Survei itu kabarnya dilakukan terhadap ASN yang bertugas di pemerintahan pusat, bukan daerah. Untuk pemindahan ibu kota negara, memang yang akan dipindahkan adalah ASN di pemerintahan pusat saja, seperti di Kementerian atau Lembaga.
Syafruddin menduga tingginya angka itu berasal dari ASN yang akan pensiun. "Mungkin yang tidak mau pindah orangnya mau pensiun," kata Syafruddin.

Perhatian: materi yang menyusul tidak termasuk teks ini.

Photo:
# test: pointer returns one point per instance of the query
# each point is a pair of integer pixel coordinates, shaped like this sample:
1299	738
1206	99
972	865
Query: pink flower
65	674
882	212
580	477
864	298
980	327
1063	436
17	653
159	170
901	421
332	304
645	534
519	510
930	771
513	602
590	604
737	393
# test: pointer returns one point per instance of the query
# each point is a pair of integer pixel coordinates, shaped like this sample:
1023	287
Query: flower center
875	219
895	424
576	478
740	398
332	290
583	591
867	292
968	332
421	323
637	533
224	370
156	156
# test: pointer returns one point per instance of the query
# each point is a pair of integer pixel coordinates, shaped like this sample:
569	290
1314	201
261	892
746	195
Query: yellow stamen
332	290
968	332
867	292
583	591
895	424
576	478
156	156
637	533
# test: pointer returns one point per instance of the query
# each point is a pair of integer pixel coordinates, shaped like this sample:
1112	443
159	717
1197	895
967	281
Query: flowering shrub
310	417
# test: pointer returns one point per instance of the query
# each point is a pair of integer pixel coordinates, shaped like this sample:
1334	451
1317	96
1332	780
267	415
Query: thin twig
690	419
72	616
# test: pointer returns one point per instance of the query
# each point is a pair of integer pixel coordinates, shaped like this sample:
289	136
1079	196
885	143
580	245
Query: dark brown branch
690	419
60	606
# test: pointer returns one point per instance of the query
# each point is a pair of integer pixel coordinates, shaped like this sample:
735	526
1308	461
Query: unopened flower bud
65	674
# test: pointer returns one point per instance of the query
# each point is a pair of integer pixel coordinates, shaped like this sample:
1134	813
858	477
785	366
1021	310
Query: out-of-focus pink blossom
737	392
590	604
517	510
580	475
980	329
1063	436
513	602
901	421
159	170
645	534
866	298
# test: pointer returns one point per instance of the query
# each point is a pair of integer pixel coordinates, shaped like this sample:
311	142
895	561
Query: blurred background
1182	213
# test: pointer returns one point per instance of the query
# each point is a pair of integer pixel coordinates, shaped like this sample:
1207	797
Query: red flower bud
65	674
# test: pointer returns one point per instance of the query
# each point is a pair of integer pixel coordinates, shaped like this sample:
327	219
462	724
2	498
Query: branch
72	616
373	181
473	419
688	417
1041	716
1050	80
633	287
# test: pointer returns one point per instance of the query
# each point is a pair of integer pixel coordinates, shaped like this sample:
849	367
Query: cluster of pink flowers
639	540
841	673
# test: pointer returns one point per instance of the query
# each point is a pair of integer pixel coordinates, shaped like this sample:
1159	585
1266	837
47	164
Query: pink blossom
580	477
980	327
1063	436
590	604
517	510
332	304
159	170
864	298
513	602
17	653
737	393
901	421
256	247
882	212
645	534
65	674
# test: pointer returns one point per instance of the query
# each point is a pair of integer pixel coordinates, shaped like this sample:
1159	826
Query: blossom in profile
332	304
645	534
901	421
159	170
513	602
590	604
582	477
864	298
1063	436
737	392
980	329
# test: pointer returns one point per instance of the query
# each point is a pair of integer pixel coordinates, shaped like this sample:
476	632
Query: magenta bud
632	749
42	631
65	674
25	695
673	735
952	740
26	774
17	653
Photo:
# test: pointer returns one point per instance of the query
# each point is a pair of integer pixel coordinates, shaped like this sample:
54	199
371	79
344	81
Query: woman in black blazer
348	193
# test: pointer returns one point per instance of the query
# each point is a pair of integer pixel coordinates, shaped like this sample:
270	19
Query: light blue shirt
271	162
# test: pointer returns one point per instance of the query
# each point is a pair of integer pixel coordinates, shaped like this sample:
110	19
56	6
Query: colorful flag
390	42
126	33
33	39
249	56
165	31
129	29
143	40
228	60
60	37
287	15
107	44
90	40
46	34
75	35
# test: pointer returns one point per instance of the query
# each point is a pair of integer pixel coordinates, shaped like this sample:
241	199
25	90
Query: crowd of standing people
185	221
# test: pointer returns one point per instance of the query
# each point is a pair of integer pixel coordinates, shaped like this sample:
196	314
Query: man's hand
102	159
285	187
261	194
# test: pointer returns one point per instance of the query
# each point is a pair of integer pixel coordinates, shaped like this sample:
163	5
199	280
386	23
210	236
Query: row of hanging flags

Mantan Wakapolri itu mengatakan dari total 180 ribu ASN aktif saat ini, memang 30 persen di antaranya diperkirakan sudah akan pensiun pada 2024 mendatang, atau saat pemindahan ibu kota selesai sepenuhnya. Meski begitu, Syafruddin mengajak agar pemindahan ini tidak dibawa sebagai isu negatif.
"Tidak ada satu pun negara di dunia ini, manakala mengambil kebijakan akan membuat susah aparatnya, atau masyarakatnya. Pasti manfaatnya akan besar bagi siapapun," kata Syafruddin.
Ia pun mengatakan belum membahas sanksi jika memang masih ada ASN yang membandel jika pemindahan selesai. Syafruddin hanya mengingatkan bahwa tiap ASN memiliki perjanjian dengan negara yang harus dipenuhi.
"Ada Undang-Undang dan ada aturan yang mengatur, bahwa setelah dia kontrak dengan negaranya, bahwa di mana pun dia ditempatkan, akan siap," kata Syafruddin.
Kemarin, Presiden Joko Widodo menetapkan lokasi ibu kota baru akan berada di wilayah Kalimantan Timur. Persisnya, lokasi pengganti Jakarta itu ada di Kabupaten Penajam Paser Utara dan sebagian di Kabupaten Kutai Kartanegara.